Learning to grow as a person is tough because we have always been who we are now. How can you change something that you’ve known your entire life?
First of all, we must recognize the reason why we are wanting to make a change. Is this because our recent actions have impacted someone negatively, and we are afraid that we will lose them completely out of our lives if we do not change? Is this because we want to make a difference in how others see us? Do they see us in a negative light because we really are that person they envision, or is it because they are negative themselves? Do we need to make this change to satisfy others or are we really trying to satisfy ourselves?
I’ve stood by this one thought my whole life, when dealing within my own relationships:
People change to benefit themselves, not anyone else.
Change is hard. When you’ve had the same attitude for years, or may be your whole life, you’ve become comfortable with that trait. That has become your method of coping or reacting. That is your defense mechanism. You have built a foundation and walls around your current character. It’s kind of like owning a home that you built and have lived in for years, and now the thought arises that you need to tear it down and start from scratch. This process takes time, hard work and dedication. Some of us may have started that process and decided that in the middle of it, the tearing down was too tough. The re-building took too much time, and now we’ve realized that it’s just easier to remain in the state that we are in.
So here are a few steps that I have learned over the years to help improve that process, and keep our focus on track.
- Change for you, not for others.
If we decide to turn a big part of our life around just to please someone else, we will not hold the motivation to change. On a bigger note, we could very well change for a little while, but then have this aching feeling that this is not our natural instinct, and revert back to old habits. We must find a reason for the change. Say for instance, you’re a smoker, and your significant other wants you to quit. Is that a good enough reason for you to change? Maybe so, maybe not. Will you actually quit the habit just because they want you to? Not likely. Spend some time to research why you should make the change. Your loved ones care about you, and wouldn’t want harm to come your way. Find the benefits; health, life expansion, and positive mental improvement, just to name a few. Find what will motivate you to make that change, and once you have that in mind, hone in on it. Think on it every day. This will help you with your journey.

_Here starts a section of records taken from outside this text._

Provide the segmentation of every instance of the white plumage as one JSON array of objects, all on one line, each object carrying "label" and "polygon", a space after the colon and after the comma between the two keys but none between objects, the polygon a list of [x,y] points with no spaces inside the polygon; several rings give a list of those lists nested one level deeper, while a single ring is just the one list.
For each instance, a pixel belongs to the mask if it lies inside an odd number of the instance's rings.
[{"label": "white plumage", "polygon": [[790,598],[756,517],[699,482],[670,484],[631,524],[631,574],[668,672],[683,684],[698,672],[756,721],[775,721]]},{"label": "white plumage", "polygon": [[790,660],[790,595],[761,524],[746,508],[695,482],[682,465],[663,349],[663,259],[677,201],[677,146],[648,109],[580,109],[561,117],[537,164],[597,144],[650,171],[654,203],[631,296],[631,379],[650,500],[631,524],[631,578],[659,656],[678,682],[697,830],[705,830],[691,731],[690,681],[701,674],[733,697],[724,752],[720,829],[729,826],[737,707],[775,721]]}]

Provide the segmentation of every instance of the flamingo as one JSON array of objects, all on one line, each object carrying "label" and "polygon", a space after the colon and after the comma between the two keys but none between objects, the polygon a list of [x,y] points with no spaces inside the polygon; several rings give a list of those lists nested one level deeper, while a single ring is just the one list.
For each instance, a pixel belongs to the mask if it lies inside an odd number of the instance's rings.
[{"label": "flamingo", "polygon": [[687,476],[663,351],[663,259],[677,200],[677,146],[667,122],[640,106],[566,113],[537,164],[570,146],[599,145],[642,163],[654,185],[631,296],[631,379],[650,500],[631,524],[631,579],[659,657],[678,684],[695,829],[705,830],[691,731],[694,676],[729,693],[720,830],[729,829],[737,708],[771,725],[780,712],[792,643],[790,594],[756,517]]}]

2. Don’t lose sight of the prize.
Now that you’ve discovered what motivates you to make a difference, What’s going to keep you on track? We must become focused daily on achieving our goals. We must keep them at the top of mind. Every morning during your routine, take a moment to write down what you’re trying to accomplish. “I am going to be kind to someone today.” “I am going to spend more time with my family.” “I am going to control my anger.” “I will be patient.” Do you remember back in elementary school when you did something wrong and the teacher made you write a phrase over and over again on a sheet of paper? This is the same concept. We tend to remember things better when we write them down, and by doing this at the beginning of the day, this sets the tone for the rest of our day, and the attitude we project.
3. Create step by step goals to accomplish.
You may look at the end goal and become overwhelmed with all of the work that you will need to put in to achieve it. “How on earth am I going to change this habit for the rest of my life?” In going back to the smoker analogy, say he or she is used to smoking 2 packs a day. His/her first step may be decreasing to 1 and a half packs, then 1 pack, then half a pack, and so forth. If you are trying to become more patient, maybe your first goal would be “I’m not going to have road rage on my way to work.” Then later, you realize that you have been a few days without your rage, then a week, then two weeks, and so on. Baby steps are crucial to the overall change, and you must be patient with yourself also. Achieving big things takes time and dedication.
4. Reward Yourself .
Why are we doing this? To improve upon ourselves and to grow. Hopefully the biggest reward will be knowing that you have made a positive impression on yourself and others around you, and have become a happier and strong-minded person. On top of this, also remember how far you’ve come. Give yourself a pat on the back. If you’re the smoker, and have quit, treat yourself and your family to dinner, or buy that big screen tv you’ve been wanting. If you have realized you’ve become that patient and caring version of yourself, take a trip to the beach with your family or loved one, or just a trip for you as a refreshing mental break. You have come a long way, and you deserve it.